Highly Reduced Organometallics. 8. The Synthesis of (Phosphine)pentacarbonylvanadate(1−) Anions, V(CO)₅PR₃ ⁻, by the Thermal Substitution of (Ammine)pentacarbonylvanadate(1-), V(CO)₅NH₃ ⁻

(Ammine)pentacarbonylvanadate(1-) reacts with various phosphines (L = Ph₃P, Ph₂P(CH₂)_nPPh₂ (n = 0–2), (p-ClC₆H₄)₃P, Me₃P, HPh₂P, F₃P) to provide moderate to high yields of V(CO)₅L⁻. Several of these materials have not been isolated previously and either are unavailable or are not easily prepared by other methods.
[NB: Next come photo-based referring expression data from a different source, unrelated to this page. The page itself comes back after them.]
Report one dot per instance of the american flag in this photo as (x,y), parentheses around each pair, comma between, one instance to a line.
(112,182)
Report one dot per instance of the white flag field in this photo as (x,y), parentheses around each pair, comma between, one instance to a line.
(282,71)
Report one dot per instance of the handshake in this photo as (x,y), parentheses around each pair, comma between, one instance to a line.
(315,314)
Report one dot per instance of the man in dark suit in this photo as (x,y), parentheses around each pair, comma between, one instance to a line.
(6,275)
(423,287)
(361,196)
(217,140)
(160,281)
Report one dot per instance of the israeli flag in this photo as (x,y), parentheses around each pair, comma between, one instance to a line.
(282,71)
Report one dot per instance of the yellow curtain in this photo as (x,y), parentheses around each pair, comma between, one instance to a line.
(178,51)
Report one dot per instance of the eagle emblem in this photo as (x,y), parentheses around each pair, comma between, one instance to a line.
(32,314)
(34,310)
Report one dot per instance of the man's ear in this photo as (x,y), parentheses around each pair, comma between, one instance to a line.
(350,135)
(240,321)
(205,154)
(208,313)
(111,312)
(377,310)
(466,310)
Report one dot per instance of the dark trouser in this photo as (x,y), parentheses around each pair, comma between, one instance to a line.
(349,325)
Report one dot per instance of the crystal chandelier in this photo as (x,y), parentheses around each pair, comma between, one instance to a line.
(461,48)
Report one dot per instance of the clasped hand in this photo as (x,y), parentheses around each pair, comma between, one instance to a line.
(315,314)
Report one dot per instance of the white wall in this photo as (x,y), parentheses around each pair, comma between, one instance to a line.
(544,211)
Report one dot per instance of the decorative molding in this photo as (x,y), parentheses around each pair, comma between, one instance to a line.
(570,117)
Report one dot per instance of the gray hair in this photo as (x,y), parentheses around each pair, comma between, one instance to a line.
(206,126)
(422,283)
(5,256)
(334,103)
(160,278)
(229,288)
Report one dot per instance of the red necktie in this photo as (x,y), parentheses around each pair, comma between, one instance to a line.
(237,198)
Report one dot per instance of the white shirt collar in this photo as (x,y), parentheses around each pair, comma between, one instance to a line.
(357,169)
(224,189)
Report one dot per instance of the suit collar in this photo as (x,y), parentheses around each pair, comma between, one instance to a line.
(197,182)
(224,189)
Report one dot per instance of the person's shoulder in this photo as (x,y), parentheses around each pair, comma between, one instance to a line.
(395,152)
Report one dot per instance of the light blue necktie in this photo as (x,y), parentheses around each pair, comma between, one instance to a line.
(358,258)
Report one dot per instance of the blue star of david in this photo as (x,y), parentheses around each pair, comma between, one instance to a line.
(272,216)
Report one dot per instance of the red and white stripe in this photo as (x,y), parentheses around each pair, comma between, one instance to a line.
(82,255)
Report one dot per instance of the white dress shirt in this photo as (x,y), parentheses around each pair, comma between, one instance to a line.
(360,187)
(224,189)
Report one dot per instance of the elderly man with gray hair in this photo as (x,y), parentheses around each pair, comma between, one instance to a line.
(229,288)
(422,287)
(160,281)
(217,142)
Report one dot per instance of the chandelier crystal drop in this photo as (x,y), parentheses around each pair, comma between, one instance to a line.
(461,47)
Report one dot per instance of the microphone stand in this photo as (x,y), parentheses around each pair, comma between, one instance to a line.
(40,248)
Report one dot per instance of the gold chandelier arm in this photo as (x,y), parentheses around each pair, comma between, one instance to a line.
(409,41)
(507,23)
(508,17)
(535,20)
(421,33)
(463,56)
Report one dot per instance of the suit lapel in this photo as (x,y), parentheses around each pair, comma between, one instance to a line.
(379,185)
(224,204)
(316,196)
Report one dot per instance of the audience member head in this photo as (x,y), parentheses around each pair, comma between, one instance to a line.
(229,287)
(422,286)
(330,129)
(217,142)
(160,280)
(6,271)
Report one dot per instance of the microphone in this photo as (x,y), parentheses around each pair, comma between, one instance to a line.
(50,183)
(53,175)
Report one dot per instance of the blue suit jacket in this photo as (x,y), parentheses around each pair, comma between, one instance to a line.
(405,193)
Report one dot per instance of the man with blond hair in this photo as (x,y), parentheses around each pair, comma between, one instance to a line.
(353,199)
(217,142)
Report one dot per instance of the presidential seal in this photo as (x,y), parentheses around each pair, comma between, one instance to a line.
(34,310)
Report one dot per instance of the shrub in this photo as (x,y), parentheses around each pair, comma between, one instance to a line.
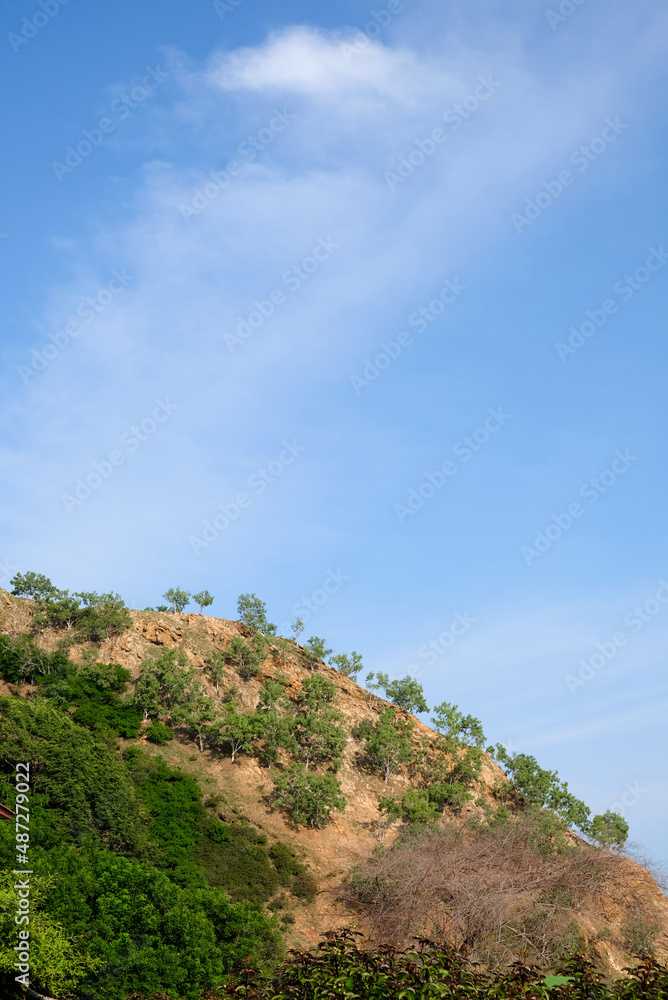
(253,613)
(310,799)
(159,734)
(349,666)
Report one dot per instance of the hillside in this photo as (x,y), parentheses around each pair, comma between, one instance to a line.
(601,912)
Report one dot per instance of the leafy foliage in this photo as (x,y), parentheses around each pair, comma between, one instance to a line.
(406,693)
(92,690)
(388,743)
(177,598)
(431,971)
(246,657)
(309,798)
(93,617)
(453,724)
(349,666)
(538,787)
(253,613)
(203,599)
(317,650)
(609,830)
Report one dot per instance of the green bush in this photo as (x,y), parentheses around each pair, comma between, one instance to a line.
(159,734)
(308,798)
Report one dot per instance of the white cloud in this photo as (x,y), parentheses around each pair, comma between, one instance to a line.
(304,60)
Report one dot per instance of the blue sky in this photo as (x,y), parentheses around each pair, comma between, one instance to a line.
(372,298)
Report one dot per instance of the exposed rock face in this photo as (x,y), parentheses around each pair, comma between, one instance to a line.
(351,836)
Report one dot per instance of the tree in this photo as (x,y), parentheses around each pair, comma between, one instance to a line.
(147,693)
(406,693)
(102,616)
(203,599)
(316,693)
(349,666)
(96,617)
(316,651)
(449,721)
(309,798)
(246,658)
(178,599)
(538,787)
(253,613)
(163,683)
(609,830)
(239,730)
(297,627)
(388,743)
(34,585)
(320,739)
(414,806)
(215,665)
(197,711)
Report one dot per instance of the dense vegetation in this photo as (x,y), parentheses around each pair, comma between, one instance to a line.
(136,885)
(140,885)
(338,970)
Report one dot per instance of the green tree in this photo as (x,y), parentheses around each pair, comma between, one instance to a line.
(317,648)
(349,666)
(297,627)
(33,585)
(609,830)
(102,616)
(276,728)
(449,721)
(536,786)
(406,693)
(247,658)
(215,667)
(320,739)
(57,964)
(178,599)
(239,730)
(162,683)
(196,711)
(309,798)
(203,599)
(414,806)
(316,693)
(147,692)
(253,613)
(388,743)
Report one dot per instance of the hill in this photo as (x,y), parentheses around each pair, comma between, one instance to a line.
(409,830)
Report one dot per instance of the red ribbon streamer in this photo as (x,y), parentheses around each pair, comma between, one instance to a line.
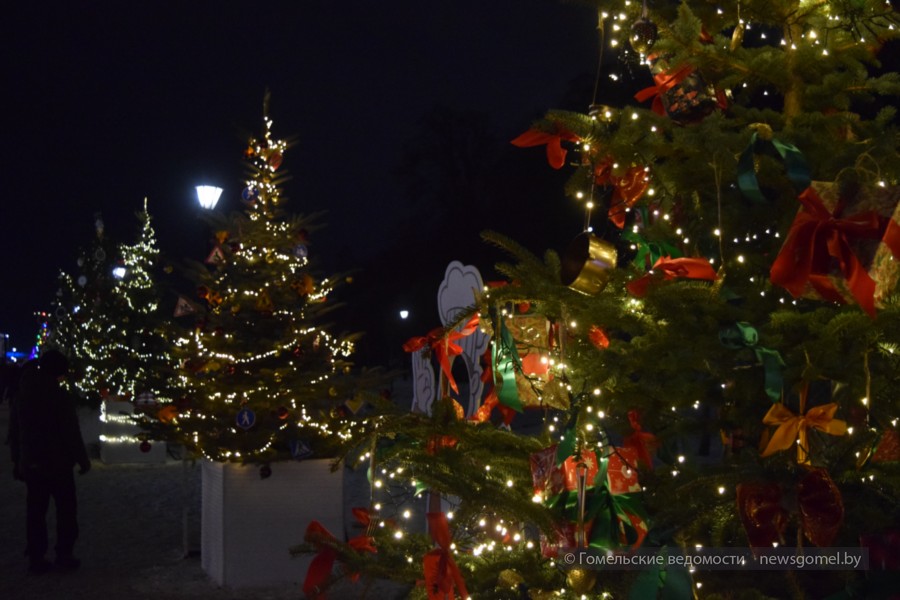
(664,83)
(443,345)
(816,237)
(765,518)
(556,154)
(627,188)
(671,268)
(442,577)
(319,571)
(643,442)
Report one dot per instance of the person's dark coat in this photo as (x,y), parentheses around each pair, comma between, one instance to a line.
(44,434)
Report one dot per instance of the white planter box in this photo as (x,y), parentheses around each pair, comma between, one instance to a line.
(118,437)
(249,524)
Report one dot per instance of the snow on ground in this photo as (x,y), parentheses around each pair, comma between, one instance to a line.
(135,541)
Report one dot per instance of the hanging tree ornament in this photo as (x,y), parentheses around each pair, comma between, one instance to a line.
(587,264)
(737,36)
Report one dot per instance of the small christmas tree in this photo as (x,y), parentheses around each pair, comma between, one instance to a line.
(259,365)
(81,317)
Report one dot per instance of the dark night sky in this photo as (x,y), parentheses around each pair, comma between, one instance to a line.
(109,102)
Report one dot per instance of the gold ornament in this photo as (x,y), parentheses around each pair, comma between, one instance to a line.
(643,35)
(555,394)
(737,36)
(509,578)
(581,581)
(587,263)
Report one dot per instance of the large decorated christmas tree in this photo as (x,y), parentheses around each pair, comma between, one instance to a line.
(262,374)
(712,363)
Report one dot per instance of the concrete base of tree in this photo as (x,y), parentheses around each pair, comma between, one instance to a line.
(249,524)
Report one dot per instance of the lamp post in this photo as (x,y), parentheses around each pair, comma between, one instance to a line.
(208,196)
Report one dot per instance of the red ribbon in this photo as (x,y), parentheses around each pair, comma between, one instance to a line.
(671,268)
(664,83)
(442,577)
(765,518)
(627,188)
(643,442)
(556,154)
(816,237)
(443,345)
(319,571)
(598,337)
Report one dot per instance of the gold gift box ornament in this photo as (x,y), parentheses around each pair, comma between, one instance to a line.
(587,264)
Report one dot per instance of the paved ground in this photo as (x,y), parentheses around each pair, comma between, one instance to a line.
(133,538)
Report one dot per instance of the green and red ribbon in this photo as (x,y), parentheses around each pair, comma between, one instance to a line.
(818,238)
(615,520)
(672,268)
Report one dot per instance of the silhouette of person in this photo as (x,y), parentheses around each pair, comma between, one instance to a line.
(45,444)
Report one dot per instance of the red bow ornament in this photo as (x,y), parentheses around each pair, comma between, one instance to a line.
(820,240)
(319,571)
(627,188)
(443,345)
(443,579)
(664,83)
(642,442)
(763,512)
(672,268)
(556,154)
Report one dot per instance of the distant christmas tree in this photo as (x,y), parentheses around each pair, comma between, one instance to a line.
(259,366)
(81,318)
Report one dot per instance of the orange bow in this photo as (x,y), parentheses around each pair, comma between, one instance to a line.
(796,427)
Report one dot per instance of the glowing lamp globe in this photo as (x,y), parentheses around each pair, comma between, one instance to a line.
(208,195)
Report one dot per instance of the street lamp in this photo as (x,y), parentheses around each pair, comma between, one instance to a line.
(208,195)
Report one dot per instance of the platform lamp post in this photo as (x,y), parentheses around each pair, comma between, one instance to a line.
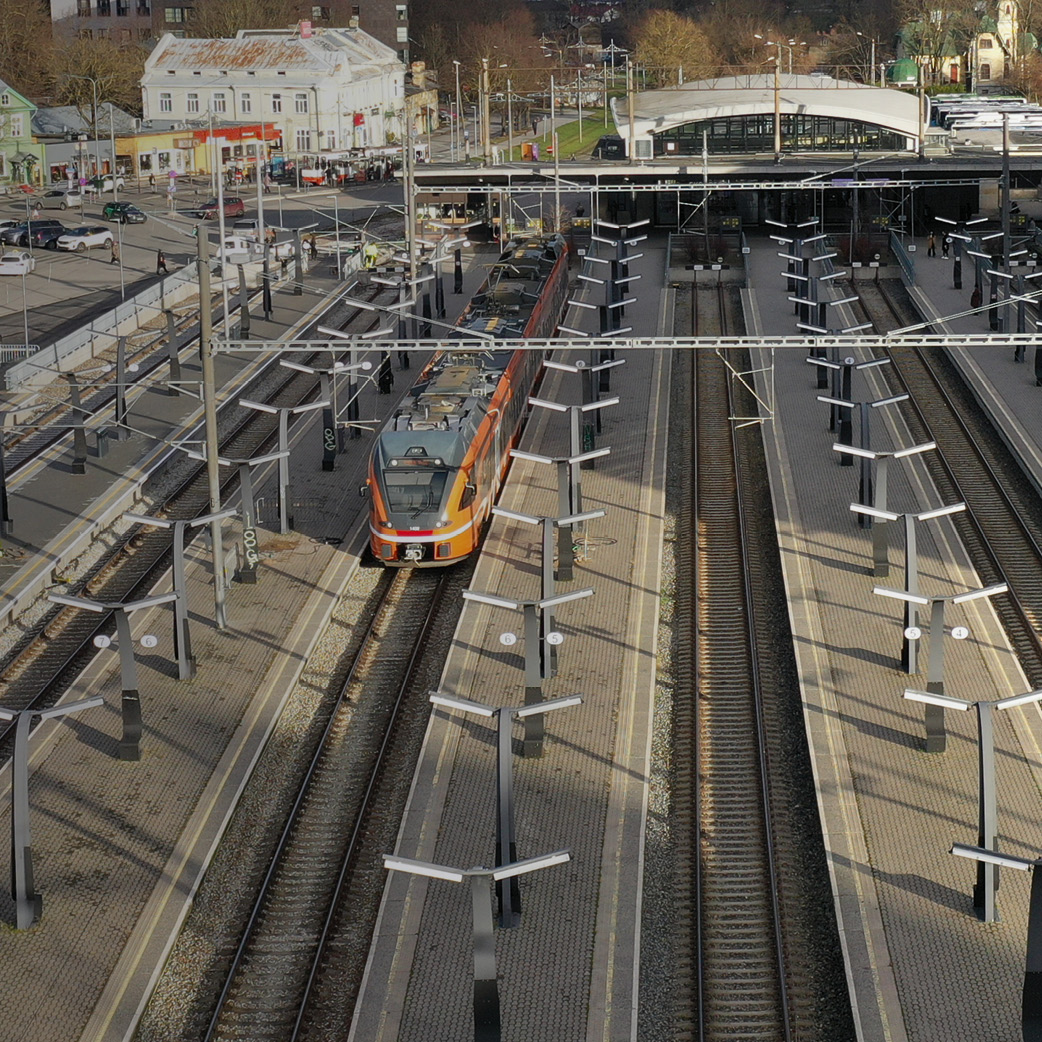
(28,903)
(182,637)
(575,445)
(841,389)
(487,1019)
(248,571)
(935,664)
(565,466)
(548,590)
(909,653)
(130,697)
(327,392)
(958,239)
(865,479)
(881,563)
(507,894)
(589,391)
(536,661)
(1031,1006)
(352,421)
(986,887)
(283,413)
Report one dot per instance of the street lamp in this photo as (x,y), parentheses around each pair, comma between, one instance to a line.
(987,882)
(130,697)
(94,117)
(182,639)
(487,1019)
(28,904)
(936,738)
(909,653)
(510,896)
(881,564)
(535,659)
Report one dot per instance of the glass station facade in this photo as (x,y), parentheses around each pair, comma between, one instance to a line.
(800,132)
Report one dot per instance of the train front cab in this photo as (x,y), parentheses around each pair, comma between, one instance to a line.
(425,512)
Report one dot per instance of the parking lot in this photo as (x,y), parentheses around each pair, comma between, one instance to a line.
(66,289)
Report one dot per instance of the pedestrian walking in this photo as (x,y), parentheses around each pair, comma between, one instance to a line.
(385,375)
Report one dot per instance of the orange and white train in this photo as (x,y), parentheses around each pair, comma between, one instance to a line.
(438,464)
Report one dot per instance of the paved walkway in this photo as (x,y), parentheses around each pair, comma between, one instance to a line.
(569,970)
(920,965)
(120,847)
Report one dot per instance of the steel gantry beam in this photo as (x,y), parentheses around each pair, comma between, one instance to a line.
(804,344)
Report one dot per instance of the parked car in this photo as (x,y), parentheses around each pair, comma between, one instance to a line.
(239,249)
(233,206)
(40,232)
(103,182)
(123,213)
(59,199)
(17,263)
(85,238)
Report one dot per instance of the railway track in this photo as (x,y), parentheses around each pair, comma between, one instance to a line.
(295,970)
(1002,525)
(48,658)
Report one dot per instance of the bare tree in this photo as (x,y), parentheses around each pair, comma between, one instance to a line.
(114,71)
(938,29)
(673,46)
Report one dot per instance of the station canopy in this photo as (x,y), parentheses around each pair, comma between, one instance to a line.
(735,115)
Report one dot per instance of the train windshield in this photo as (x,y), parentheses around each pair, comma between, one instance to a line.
(414,492)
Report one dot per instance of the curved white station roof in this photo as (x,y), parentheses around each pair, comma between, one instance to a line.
(708,99)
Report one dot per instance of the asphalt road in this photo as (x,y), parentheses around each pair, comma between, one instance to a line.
(67,289)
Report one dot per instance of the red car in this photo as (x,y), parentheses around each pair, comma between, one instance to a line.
(233,206)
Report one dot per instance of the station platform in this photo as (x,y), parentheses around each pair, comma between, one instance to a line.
(921,967)
(120,847)
(569,971)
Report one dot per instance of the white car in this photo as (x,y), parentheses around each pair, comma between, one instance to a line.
(17,263)
(240,249)
(85,238)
Interestingly, the reaction of V(CO)₆NH₃ ⁻ with Ph₄P₂ in liquid ammonia provides high yields (70–75%) of previously unknown V(CO)₅Ph₂PNH₂ ⁻, isolated as the Et₄N⁺ salt, while the same reaction conducted in THF provides lower yields (35–45%) of V(CO)₅Ph₄P₂ ⁻, isolated as the Ph₄P⁺ and Ph₄As⁺ salts. Proton-decoupled ³¹P NMR has been used to unambiguously show that V(CO)₅Ph₂P(CH₂)_nPPh₂ ⁻ (n = 0–2) contain both ligated and unligated diphenylphosphino groups. Infrared and ¹H NMR spectra of the products are also discussed with respect to proposed structures. This “labile ligand method” represents the best method presently available for the synthesis of V(CO)₅PR₃ ⁻ species.